Shrav Mehta explores lessons from 2024’s costliest data breaches and provides actionable protection strategies for 2025. Shrav and Alan analyze the current cybersecurity landscape and discuss how businesses can strengthen their defenses. 

Compliance has always been a pain point for engineering teams—tedious, expensive, and often disconnected from real-time security practices. Shrav discusses the shift away from that model—toward continuous, automated compliance. The change is especially urgent in the federal space, where complexity, scale, and national security implications make traditional approaches increasingly untenable.

With a background in engineering and product development, Shrav mentions how outdated the compliance process used to be—even as recently as a few years ago. Security certifications like SOC 2 or HIPAA often took a year to complete. Many organizations were stuck maintaining compliance through screenshots, spreadsheets, and sampling audits that left room for blind spots.
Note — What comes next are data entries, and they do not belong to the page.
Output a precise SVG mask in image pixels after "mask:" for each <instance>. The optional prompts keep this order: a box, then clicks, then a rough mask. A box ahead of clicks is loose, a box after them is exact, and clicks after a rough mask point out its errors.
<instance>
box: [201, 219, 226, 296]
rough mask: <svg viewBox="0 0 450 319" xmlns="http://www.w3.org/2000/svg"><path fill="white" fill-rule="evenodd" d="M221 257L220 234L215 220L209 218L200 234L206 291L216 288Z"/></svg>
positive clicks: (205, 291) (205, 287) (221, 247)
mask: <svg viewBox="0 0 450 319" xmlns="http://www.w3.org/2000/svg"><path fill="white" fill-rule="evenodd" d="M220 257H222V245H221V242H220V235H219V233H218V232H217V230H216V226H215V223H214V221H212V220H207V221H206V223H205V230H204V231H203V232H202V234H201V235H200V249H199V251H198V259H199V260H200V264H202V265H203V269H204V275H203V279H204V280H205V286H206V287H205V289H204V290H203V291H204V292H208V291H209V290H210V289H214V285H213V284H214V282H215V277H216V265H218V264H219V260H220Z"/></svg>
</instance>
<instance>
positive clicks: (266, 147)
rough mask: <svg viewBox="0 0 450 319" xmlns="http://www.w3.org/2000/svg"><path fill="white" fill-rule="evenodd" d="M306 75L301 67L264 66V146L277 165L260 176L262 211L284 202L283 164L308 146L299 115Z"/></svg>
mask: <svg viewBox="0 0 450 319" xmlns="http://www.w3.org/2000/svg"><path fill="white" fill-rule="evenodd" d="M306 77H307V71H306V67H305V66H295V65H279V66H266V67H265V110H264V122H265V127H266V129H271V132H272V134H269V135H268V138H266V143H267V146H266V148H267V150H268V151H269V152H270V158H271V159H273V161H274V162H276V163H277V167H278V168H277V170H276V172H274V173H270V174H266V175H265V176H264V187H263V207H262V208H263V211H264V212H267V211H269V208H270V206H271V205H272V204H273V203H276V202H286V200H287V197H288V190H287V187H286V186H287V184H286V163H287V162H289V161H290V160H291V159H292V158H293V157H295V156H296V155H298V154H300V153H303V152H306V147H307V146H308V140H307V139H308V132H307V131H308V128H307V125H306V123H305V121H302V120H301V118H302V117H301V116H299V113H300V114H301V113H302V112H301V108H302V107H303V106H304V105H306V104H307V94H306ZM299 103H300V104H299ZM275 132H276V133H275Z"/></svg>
For large environments running hundreds of services, that’s not just inefficient—it’s dangerous.

While still in early stages, the move toward automation in federal compliance is now underway. Rather than mandating a top-down framework, federal leadership is encouraging open standards shaped by industry collaboration. That means shared discussions, public code repositories and a new mindset around compliance as real-time, not quarterly or annual. It’s clear that this isn’t just a logistical improvement—it’s imperative to national security. Federal agencies rely on software that must be hardened and continuously monitored — sampling methodologies miss things, attackers don’t. With cloud services expanding across regions and providers, manually checking for misconfigurations or open ports is not viable. The only realistic path forward is automation, with humans managing and validating the systems that do the heavy lifting.

As security frameworks grow in number and complexity worldwide, continuous compliance is no longer a luxury or trend. It’s a foundational necessity for organizations that want to stay secure, meet regulatory demands and operate with confidence in a high-stakes threat environment.